Dynamic analyses of mechanical systems are often considered together with problems related to their control. With traditional ways of operating machines it the operator who decides what the working motions are. In contemporary machines, it is becoming commonplace to support the process of control. Control systems based on microprocessor technology (programmable drivers, onboard computers) are supposed to facilitate human work or even replace it. They enable realization of various strategies unachievable with manual control. Automated control is used also in offshore structures, including cranes. The criteria of control strategies may be different, for example:

■ minimal duration of motion,

■ minimal consumption of energy,

■ accuracy of load positioning, including minimization of oscillations after the motion has ended,

■ minimization of dynamic loads,

■ stabilization of the load’s position,

■ minimization of the influence of sea waves on the device’s dynamics.

The present chapter describes the basics of the method of selecting the drive functions based on dynamic optimization. Control of the drum of a winch of an A-frame type crane allowing it to compensate for vertical movements of the base due to sea waves is presented. For an offshore jib crane, an auxiliary system is proposed enabling the load to be positioned in three directions. In the last part, a concept of active compensation of waves for a drum’s drive of a device for laying pipelines is discussed.

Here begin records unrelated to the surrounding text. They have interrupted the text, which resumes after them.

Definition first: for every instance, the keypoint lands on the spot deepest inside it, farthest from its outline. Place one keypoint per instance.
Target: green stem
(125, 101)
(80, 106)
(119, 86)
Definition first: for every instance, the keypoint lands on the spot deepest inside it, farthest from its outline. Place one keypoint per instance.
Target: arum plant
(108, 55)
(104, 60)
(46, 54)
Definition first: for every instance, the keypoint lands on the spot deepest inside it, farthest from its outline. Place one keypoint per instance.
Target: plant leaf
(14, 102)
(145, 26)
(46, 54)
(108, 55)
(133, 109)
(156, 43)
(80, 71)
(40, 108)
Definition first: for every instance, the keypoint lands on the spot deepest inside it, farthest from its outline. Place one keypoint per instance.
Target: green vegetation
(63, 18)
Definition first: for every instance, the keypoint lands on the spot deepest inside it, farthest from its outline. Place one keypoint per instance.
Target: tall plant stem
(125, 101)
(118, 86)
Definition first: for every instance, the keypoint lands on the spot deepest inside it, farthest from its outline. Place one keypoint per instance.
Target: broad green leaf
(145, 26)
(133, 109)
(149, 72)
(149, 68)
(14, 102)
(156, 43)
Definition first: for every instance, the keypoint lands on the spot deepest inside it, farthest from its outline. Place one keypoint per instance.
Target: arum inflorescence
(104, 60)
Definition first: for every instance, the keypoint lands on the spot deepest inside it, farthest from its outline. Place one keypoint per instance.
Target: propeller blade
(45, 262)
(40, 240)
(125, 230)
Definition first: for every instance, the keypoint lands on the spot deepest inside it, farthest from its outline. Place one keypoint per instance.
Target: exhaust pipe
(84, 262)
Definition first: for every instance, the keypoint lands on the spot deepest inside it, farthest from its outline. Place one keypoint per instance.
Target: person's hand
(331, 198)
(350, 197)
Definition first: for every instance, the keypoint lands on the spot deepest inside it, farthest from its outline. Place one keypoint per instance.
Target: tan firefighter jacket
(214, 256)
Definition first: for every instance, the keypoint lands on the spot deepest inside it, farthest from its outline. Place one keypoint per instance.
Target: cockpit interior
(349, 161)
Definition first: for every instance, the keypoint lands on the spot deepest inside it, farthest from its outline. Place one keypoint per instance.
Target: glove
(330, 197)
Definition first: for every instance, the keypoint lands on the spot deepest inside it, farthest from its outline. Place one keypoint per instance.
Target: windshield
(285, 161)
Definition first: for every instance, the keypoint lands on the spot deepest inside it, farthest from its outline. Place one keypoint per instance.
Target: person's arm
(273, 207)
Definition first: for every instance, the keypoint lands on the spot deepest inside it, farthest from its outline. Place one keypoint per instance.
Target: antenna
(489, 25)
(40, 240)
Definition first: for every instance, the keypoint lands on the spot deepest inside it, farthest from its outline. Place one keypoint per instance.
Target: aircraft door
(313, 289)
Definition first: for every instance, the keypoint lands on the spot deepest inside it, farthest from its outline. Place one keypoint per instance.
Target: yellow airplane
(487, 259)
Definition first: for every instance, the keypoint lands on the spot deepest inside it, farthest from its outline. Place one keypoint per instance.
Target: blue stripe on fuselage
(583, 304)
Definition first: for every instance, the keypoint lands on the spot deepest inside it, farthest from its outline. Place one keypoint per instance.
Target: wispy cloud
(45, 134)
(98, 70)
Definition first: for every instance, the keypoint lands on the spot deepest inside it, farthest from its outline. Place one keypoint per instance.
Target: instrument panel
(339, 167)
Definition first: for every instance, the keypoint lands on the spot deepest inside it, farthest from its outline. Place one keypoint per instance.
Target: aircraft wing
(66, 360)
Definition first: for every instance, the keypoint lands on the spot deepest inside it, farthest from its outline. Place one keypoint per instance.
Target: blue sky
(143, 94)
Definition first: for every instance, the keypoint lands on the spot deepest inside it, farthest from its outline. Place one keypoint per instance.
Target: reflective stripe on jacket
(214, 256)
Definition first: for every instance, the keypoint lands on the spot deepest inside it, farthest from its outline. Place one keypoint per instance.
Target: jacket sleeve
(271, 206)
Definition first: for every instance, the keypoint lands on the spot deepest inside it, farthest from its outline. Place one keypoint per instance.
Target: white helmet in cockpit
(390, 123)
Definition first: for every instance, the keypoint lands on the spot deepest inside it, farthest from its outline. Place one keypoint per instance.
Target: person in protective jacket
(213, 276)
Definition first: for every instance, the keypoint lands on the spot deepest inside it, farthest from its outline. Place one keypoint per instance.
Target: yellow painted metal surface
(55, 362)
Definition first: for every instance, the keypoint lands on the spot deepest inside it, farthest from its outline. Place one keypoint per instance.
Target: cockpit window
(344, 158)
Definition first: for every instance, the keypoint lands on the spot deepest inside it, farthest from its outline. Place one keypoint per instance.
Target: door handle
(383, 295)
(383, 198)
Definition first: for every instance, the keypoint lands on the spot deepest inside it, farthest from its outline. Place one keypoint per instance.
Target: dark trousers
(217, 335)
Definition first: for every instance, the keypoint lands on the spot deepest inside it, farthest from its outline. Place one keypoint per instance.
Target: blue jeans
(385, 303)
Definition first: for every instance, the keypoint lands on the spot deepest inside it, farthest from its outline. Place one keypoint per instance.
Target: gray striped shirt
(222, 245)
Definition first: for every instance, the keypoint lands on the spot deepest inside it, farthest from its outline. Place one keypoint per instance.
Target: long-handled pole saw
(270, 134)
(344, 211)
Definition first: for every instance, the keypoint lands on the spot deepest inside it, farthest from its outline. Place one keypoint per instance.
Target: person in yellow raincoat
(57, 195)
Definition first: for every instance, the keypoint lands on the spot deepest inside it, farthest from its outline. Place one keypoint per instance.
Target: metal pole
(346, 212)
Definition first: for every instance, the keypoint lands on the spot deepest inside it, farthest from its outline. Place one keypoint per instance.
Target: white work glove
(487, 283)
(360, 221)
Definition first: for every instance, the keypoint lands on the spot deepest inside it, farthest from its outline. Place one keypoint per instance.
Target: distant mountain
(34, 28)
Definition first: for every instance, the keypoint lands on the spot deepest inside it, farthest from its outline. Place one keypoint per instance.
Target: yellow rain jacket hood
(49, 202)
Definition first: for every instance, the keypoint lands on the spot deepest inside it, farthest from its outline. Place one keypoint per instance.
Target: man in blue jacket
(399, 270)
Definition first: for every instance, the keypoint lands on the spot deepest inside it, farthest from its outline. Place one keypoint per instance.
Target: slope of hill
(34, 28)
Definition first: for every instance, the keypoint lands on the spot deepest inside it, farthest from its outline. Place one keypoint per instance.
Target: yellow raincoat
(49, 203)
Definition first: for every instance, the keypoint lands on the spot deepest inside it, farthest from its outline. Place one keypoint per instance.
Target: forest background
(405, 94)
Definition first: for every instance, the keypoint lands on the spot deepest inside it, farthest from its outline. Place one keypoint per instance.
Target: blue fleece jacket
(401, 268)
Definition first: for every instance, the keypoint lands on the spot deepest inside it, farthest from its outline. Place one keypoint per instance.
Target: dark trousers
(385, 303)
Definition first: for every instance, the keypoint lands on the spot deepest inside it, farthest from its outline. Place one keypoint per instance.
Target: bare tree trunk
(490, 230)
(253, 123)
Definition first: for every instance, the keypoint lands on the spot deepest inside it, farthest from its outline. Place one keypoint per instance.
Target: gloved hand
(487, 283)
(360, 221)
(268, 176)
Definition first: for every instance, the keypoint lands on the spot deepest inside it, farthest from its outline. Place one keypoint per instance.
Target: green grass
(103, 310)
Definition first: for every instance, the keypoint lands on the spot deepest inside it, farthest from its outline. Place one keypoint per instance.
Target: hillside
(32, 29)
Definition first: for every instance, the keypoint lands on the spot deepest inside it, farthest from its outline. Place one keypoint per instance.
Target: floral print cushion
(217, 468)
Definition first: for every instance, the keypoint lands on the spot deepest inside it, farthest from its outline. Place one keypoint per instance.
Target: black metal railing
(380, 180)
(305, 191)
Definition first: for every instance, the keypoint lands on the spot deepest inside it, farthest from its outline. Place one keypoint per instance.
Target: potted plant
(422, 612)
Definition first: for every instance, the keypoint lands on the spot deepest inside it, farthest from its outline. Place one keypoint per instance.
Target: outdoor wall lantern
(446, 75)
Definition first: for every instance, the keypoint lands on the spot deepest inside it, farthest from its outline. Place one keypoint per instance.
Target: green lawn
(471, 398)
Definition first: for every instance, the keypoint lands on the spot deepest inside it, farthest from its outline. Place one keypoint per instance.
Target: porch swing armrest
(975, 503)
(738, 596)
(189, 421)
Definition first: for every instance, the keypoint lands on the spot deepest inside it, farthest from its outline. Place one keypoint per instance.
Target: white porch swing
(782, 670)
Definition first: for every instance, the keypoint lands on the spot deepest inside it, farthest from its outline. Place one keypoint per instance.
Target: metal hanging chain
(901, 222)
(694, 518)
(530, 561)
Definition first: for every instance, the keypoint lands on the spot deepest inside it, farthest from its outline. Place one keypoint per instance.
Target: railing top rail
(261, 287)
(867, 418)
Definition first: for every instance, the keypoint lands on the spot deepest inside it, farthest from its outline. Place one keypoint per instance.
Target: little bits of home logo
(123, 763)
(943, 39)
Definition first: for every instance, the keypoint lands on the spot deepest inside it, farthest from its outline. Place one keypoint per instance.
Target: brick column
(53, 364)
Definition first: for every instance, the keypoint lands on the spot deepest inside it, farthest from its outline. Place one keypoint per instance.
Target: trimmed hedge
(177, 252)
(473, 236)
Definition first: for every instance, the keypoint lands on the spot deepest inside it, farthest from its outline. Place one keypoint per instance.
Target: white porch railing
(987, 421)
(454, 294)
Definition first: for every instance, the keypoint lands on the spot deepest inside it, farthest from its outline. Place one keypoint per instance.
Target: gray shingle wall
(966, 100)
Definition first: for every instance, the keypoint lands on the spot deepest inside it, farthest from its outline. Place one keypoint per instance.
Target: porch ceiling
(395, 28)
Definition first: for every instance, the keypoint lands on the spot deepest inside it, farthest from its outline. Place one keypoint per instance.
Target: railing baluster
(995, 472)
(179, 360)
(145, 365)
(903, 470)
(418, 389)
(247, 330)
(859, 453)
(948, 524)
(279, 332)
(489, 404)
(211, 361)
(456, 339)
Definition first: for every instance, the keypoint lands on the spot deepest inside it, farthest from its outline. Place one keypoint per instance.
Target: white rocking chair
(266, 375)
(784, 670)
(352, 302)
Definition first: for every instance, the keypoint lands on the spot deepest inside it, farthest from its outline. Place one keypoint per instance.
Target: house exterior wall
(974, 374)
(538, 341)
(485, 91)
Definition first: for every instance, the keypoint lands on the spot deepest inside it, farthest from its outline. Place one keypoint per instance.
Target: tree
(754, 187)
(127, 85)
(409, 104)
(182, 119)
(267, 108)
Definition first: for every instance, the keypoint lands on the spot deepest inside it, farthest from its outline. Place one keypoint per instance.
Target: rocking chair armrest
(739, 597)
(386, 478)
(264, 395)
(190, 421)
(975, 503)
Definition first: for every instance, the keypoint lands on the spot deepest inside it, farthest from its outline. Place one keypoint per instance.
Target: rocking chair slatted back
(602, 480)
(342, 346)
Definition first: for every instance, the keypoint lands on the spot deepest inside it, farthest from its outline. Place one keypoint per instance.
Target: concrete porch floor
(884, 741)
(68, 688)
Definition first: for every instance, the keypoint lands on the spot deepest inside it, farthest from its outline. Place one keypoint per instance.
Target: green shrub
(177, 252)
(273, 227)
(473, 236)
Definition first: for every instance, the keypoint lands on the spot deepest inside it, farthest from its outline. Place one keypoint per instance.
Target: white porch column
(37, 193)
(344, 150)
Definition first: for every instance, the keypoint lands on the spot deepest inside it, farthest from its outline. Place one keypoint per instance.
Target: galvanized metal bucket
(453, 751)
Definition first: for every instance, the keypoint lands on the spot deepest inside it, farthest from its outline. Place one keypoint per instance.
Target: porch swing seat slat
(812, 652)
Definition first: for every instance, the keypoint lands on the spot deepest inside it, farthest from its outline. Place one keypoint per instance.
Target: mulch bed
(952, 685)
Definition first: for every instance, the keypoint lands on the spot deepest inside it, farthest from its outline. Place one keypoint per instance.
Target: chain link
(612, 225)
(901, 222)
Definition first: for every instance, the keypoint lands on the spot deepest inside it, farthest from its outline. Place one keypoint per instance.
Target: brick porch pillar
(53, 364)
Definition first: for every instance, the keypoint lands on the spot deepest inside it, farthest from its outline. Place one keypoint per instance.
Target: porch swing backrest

In the process of new designs of mechanical structures or systems and control strategy development, a great role for numerical modeling and simulation can evidently be identified. The most comprehensive verification provided by an experiment is naturally the best solution. It is however tedious and costly and in many cases difficult to perform. Offshore structures are often produced as single specimen for a specific order. Carrying out detailed empirical research would raise the final price of a device considerably. Therefore many design companies, including ones in the business of offshore engineering, are interested in access to appropriate calculation software. Such programmes have different purposes. Some of them are suited for strength analysis, others to simulate operation of a device or its control system. In addition to accurate calculations of precise values which are necessary when designing a given machine, companies also need quick and rough simulations, e.g. when preparing an offer (during initial negotiations with a counterparty). Calculations performed at the design stage are not significantly constrained by allowed duration of the simulation. On the other hand, control systems of devices must perform real-time calculations which requires using sufficiently numerically efficient models and methods. In many cases, to obtain satisfactory correspondence to reality flexibility of links must be taken into consideration by their discretisation. In some problems, nonlinear properties of the material or other specific conditions may be important. At present, different discretisation methods are used in calculations of machines’ dynamics. The most widely known is the finite element method. The authors of this book have been involved for many years in the development of the rigid finite element method. Based on their experience, it is their position that this method allows developing models of structures adequately reflecting the actual features of the dynamics involved while keeping the number of generalized coordinates small. It is also fairly simple to implement on a computer. It furthermore enables quick and convenient changes of the number of rigid finite elements in the discretized links. This allows both the calculations in real time (for small numbers of RFEs) necessary for control and more time consuming ones which better reflect the flexibility of the system (assuming more RFEs) to be carried out.